The egomania is essential because without it, what would keep you writing? You need to feel that you have something to say that other people are going to want to read. Otherwise, what's the point of the exercise in the first place?
As for the insecurity, it helps to realise that maybe what you're writing isn't the most super-fabulous thing in existence. That way, you're more likely to spend the time trying to improve it - to iron out errors and fix it up so it shines in every possible way.
So, whether you're right up at the top or right down at the bottom, hope you have a happy and productive week.

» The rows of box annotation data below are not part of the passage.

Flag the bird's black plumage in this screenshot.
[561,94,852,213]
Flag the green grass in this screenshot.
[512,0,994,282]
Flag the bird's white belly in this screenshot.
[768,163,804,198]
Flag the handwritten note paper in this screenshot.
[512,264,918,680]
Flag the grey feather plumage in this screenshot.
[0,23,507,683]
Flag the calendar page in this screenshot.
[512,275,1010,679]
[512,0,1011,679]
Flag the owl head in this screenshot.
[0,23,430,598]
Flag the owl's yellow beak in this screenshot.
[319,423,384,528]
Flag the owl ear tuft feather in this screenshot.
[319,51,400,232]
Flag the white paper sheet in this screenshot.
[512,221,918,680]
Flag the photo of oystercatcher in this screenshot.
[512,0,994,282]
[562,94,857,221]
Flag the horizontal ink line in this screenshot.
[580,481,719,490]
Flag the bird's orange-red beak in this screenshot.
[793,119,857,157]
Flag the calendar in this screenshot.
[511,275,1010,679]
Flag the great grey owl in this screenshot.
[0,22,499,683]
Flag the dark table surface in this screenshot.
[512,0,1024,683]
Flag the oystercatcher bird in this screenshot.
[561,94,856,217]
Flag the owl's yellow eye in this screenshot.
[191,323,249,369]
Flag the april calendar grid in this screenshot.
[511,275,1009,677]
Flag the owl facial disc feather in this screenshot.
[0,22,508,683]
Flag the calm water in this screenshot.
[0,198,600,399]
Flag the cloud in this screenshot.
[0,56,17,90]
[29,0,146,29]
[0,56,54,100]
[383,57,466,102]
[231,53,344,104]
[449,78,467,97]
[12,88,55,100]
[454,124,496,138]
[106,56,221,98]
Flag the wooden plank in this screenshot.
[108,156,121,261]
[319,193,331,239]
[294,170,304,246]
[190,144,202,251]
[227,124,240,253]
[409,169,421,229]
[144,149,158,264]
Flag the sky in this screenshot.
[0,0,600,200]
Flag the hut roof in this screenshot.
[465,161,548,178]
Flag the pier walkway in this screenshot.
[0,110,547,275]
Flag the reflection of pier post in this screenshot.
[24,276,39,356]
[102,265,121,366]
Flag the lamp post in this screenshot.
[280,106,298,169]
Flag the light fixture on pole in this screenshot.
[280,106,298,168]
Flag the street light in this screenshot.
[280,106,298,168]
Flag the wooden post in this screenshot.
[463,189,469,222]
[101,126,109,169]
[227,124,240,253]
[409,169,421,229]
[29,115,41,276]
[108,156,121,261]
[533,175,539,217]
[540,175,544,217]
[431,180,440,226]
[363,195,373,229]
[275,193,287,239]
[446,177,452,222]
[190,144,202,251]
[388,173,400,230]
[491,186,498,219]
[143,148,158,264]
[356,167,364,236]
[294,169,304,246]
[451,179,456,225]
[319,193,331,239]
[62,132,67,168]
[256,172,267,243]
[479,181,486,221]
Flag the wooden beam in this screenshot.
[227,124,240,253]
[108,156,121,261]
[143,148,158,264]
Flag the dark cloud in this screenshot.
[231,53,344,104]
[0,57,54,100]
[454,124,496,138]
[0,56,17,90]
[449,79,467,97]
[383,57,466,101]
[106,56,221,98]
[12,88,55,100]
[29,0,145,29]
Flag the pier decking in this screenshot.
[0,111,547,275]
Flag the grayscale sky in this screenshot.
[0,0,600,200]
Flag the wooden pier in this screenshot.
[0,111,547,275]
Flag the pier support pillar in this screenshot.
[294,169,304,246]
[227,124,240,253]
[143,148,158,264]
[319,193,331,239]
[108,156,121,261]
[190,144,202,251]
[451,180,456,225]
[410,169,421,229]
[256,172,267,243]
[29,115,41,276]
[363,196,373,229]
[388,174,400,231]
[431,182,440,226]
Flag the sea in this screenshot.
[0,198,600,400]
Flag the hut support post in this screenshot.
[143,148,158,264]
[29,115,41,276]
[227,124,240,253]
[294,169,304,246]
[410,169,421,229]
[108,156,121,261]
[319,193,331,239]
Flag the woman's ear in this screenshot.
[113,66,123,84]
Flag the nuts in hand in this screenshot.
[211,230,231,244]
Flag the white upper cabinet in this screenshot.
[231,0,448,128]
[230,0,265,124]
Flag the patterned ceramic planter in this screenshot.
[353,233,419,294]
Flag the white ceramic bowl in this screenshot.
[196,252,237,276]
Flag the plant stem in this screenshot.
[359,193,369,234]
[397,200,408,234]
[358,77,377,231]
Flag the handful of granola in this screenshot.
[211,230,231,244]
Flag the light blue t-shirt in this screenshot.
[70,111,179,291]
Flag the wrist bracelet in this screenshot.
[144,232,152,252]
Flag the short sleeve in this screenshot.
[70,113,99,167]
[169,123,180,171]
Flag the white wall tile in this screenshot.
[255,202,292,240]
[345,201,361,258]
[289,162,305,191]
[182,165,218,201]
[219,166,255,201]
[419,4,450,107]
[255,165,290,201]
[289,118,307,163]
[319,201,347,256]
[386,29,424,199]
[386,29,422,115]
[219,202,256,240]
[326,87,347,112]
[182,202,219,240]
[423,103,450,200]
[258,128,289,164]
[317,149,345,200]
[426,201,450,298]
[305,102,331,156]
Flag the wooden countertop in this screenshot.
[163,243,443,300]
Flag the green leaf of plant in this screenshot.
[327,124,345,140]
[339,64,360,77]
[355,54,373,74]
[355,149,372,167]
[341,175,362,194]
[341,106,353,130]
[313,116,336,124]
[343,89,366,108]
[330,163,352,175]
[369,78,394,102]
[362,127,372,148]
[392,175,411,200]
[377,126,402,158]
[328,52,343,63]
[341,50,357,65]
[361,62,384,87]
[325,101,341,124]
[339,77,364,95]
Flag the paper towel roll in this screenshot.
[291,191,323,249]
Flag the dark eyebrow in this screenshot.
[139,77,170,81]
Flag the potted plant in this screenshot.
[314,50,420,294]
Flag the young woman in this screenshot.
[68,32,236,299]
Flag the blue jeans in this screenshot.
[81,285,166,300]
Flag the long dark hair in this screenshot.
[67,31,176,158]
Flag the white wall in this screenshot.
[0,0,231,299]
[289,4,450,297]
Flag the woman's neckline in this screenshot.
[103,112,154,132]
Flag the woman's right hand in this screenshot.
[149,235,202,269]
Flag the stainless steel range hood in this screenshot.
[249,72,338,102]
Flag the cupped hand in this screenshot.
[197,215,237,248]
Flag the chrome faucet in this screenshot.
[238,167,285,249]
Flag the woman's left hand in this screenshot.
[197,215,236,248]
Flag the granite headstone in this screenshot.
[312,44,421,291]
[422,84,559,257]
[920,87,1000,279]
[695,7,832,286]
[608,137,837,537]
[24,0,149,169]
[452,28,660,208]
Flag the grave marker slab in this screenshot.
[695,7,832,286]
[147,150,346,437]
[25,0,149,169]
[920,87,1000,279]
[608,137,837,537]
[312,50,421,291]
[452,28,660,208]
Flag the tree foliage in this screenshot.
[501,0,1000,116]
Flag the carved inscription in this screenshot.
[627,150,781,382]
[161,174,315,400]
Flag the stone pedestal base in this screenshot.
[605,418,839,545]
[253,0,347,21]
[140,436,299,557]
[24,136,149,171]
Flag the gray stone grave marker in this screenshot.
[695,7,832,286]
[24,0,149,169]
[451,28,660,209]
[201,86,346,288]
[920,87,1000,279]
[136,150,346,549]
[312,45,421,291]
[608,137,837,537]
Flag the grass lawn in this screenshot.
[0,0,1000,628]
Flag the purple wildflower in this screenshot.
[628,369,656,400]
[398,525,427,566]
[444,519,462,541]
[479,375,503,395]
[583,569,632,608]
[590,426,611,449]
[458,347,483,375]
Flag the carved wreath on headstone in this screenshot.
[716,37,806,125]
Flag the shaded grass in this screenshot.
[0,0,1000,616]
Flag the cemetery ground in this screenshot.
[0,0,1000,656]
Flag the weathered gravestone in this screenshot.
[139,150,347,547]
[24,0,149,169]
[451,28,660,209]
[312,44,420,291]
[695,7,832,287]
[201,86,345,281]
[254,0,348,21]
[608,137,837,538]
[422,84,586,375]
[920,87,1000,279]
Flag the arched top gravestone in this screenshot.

Preaching to the choir, Jonathan, preaching to the choir. And I doubt there will be many (if any!) writers out there who don’t get it. I wonder how many plumbers go through the same cycle, thinking no one can plumb like them and then lying awake at night imagining all the leaks, drips and puddles. The simple fact is we’re not plumbers. If we were we’d be pretty bad ones because we virtually never get it right on the first go. Or the second. Or the third. Maybe the fourth. It looks so easy, stringing one word after another and occasionally it is. Occasionally we get ten minutes when our heads are clear and the phone’s not ringing and the universe is on a toilet break. And we are brilliant. I’m brilliant maybe two or three times a year and it’s brilliant being brilliant. But most of the times I look at my books and I realise just how much they’ve been patched up and stitched together and I’m glad that my readers haven’t a clue the messes I’ve made along the way. And then the reviews start appearing and I realise that maybe I’ve not done that bad a job. Maybe there’s a half-decent writer lurking in here after all. And after a while I forget what it took to write the last one and I get cocky again and think: Why not? Why not have a crack at another one? Oh, foolish men that we are.